3 Geschil, alsmede standpunten en conclusies van partijen
In geschil is het antwoord op de vraag of de naheffingsaanslagen OB terecht en, na de verminderingen door de rechtbank, naar de juiste bedragen zijn vastgesteld en of de beschikkingen "Geen teruggaaf" juist zijn.

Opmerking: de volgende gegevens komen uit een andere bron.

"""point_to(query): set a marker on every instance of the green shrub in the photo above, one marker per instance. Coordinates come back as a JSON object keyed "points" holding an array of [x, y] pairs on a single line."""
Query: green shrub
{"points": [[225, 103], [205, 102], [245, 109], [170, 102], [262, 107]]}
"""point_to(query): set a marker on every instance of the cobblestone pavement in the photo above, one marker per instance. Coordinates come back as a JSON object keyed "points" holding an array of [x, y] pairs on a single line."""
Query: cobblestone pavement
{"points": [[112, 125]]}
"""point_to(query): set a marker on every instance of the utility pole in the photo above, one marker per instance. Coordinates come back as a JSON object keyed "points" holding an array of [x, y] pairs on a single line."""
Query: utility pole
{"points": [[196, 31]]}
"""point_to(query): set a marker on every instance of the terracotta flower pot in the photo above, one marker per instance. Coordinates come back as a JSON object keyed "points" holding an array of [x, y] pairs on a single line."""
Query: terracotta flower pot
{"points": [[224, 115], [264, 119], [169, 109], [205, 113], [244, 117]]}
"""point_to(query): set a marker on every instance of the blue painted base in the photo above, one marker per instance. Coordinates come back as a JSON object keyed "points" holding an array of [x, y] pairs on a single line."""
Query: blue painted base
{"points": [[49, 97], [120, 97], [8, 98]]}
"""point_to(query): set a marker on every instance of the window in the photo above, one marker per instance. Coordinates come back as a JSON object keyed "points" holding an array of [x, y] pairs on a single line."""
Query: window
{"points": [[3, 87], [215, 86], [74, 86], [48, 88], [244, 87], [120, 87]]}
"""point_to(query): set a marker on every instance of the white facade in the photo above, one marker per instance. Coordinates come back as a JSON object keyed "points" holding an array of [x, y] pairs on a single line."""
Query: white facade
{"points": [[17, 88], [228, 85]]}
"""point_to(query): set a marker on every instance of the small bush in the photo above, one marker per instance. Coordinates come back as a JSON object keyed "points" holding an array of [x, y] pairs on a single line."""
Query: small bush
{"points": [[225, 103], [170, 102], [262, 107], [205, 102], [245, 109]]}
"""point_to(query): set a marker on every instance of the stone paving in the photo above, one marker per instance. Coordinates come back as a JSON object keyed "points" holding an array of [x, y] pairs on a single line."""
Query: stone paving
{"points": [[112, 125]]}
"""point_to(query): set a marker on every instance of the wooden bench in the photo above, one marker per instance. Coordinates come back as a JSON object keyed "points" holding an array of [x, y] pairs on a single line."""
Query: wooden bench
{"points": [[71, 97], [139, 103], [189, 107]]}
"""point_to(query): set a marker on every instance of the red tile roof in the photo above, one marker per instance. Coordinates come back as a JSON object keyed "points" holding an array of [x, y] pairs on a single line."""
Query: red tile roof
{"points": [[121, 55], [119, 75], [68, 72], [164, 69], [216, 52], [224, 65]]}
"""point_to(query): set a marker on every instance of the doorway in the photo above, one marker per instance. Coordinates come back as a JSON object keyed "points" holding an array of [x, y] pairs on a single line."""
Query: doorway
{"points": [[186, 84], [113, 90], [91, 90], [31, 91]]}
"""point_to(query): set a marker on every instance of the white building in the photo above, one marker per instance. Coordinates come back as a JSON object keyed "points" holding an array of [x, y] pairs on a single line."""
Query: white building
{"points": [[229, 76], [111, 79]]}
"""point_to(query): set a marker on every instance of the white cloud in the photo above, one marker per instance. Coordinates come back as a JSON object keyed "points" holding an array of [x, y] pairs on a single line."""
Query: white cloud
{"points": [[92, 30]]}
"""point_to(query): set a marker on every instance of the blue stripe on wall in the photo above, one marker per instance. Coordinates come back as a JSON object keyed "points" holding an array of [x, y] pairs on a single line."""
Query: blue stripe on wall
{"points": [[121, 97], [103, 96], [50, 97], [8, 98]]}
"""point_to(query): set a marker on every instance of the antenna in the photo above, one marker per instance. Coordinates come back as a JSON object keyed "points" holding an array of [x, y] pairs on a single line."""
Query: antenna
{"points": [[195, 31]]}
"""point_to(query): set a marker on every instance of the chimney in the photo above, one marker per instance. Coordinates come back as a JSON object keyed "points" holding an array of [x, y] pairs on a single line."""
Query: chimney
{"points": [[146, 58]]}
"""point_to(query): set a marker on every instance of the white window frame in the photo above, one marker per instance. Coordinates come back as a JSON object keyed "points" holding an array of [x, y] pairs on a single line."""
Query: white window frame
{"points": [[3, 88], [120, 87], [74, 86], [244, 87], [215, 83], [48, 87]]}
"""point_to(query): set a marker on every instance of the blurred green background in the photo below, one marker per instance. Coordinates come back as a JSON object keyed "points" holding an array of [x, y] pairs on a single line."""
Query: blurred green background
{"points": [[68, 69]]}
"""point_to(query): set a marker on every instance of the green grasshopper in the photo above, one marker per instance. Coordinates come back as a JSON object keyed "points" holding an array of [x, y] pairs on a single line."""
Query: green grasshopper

Ter zitting van het hof is door (de gemachtigde van) belanghebbenden verklaard dat in hoger beroep het kernpunt van de fiscale discussie is de bewijsnood van belanghebbenden, vanwege het door hen gestelde zoekraken van de boekhouding en administratieve gegevens bij de Belastingdienst. De in het hoger beroepschrift aangevoerde gronden, over de vraag of door de rechtbank voldoende rekening is gehouden met de gezondheidstoestand en financiële situatie van [A] en of de naheffingsaanslagen wel tijdig zijn opgelegd en gemotiveerd, hebben belanghebbenden ter zitting van het hof ingetrokken en behoeven geen behandeling.
Belanghebbenden concluderen tot vernietiging van de uitspraak van de rechtbank en, primair, van de naheffingsaanslagen OB en de rentebeschikkingen en tot het verlenen van de verzochte teruggaven OB ten aanzien van [belanghebbende 3] en subsidiair, tot terugwijzing van de zaken naar de inspecteur voor behandeling in bezwaar. De Inspecteur concludeert tot vernietiging van de uitspraak van de rechtbank voor wat betreft de naheffingsaanslag OB over de periode 1 juli 2010 tot en met 31 december 2010 ten aanzien van [belanghebbende 3] , aanslagnummer [aanslagnummer 2] F05.0501 (hierna: de naheffingsaanslag OB juli-december 2010 [belanghebbende 3] ), vernietiging van die naheffingsaanslag OB en de betreffende rentebeschikking en bevestiging van de uitspraak van de rechtbank voor het overige.